As record numbers of people buy cars – especially in developing countries such as China and India – the concept of mobility pioneered by industry founders such as his great-grandfather Henry is under threat, Mr Ford will argue.

Ford’s “blueprint for mobility” will call for greater co-operation between rival carmakers, governments and mobile phone companies to create a transport network in which pedestrians, bicycles, cars and commercial and public transport are part of an interconnected system.

“Now is the time for all of us to be looking at vehicles on the road the same way we look at smart phones, laptops and tablets: as pieces of a much bigger, richer network,” Mr Ford told the Financial Times.

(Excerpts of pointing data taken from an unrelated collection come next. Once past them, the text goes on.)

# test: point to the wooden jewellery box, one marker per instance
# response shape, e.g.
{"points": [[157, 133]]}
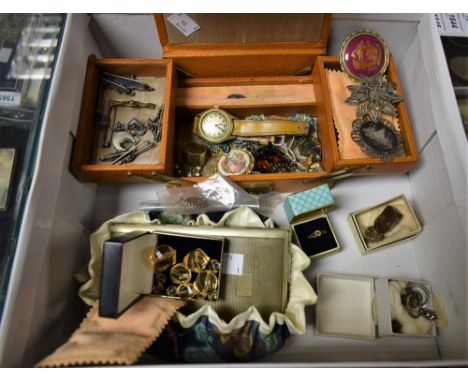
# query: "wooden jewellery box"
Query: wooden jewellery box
{"points": [[237, 63]]}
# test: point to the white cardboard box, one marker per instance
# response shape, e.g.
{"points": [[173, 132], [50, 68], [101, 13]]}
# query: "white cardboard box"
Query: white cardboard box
{"points": [[42, 308]]}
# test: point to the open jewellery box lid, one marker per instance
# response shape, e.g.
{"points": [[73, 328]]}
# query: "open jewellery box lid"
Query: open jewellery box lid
{"points": [[233, 45], [128, 270], [255, 266], [355, 306]]}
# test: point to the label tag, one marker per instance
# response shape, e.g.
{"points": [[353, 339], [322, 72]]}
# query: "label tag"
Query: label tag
{"points": [[233, 264], [8, 98], [183, 23], [7, 159], [452, 24], [5, 54]]}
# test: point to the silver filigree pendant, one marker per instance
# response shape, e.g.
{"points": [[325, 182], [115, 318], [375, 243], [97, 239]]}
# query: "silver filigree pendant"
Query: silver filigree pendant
{"points": [[374, 96], [378, 139]]}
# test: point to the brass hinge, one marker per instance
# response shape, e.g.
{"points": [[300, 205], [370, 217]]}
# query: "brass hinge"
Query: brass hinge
{"points": [[339, 174]]}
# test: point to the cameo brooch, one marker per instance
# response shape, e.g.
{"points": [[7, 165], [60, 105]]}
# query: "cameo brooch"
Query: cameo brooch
{"points": [[364, 57]]}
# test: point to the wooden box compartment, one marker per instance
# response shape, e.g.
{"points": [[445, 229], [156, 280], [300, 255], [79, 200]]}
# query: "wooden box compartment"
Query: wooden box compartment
{"points": [[88, 146], [280, 96], [400, 164]]}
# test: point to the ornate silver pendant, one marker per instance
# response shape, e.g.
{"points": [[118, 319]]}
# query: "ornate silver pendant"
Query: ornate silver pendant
{"points": [[378, 139], [373, 97]]}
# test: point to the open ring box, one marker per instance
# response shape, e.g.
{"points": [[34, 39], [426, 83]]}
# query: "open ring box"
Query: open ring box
{"points": [[255, 266], [407, 226], [135, 264], [366, 308], [311, 228]]}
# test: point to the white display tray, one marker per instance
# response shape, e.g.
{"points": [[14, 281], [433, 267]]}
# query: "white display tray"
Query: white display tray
{"points": [[42, 308]]}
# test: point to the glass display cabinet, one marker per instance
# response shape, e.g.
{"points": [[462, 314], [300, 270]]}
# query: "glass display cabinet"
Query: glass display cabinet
{"points": [[28, 48]]}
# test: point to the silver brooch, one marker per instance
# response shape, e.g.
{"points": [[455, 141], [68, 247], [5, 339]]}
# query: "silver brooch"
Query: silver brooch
{"points": [[373, 97]]}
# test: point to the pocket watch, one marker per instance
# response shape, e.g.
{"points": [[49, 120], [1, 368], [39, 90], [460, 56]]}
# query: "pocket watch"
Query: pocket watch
{"points": [[216, 125]]}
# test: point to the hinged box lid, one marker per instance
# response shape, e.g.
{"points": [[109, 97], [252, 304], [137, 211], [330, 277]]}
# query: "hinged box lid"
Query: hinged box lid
{"points": [[358, 307], [230, 45], [141, 263]]}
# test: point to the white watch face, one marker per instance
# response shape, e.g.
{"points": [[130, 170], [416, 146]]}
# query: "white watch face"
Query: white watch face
{"points": [[215, 126]]}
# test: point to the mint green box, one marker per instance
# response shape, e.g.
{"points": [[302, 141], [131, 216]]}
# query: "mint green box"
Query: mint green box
{"points": [[303, 204]]}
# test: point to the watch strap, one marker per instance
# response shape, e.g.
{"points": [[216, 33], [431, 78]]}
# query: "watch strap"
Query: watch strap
{"points": [[246, 128]]}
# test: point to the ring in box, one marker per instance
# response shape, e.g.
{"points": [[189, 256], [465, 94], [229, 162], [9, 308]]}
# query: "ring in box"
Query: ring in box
{"points": [[170, 265], [366, 307], [384, 224], [255, 271], [311, 228]]}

Mr Ford, who stepped down as the carmaker’s chief executive in 2006, has championed environmental issues in the past. His speech in Barcelona will signal the US carmaker’s intention to seize leadership in the field of urban, networked driving – a growing preoccupation across the car industry.

Ford and other carmakers are rushing to develop new products and services that capitalise on the possibilities opened by new telecommunications and cloud-computing technology, even as they sell more cars than ever in densely urbanised emerging markets.

Carmakers are worried that if they do not help to find solutions to ease congestion in “megacities” such as Beijing, Mumbai and São Paulo, their sales growth could slow or their products become obsolete.

Among Ford’s rivals, General Motors is developing the EN-V, an electric, self-piloting two-seat microvehicle that it showcased at the Shanghai World Expo in 2010. GM is now developing a second generation of the experimental car for use in a new “Eco-City” near Tianjin.

Audi, the German premium car brand owned by Volkswagen, is also calling for greater co-operation between carmakers and other industries to address urban congestion. Among the ideas it is proposing is the roll-out of “intelligent” road surfaces capable of organising traffic more efficiently.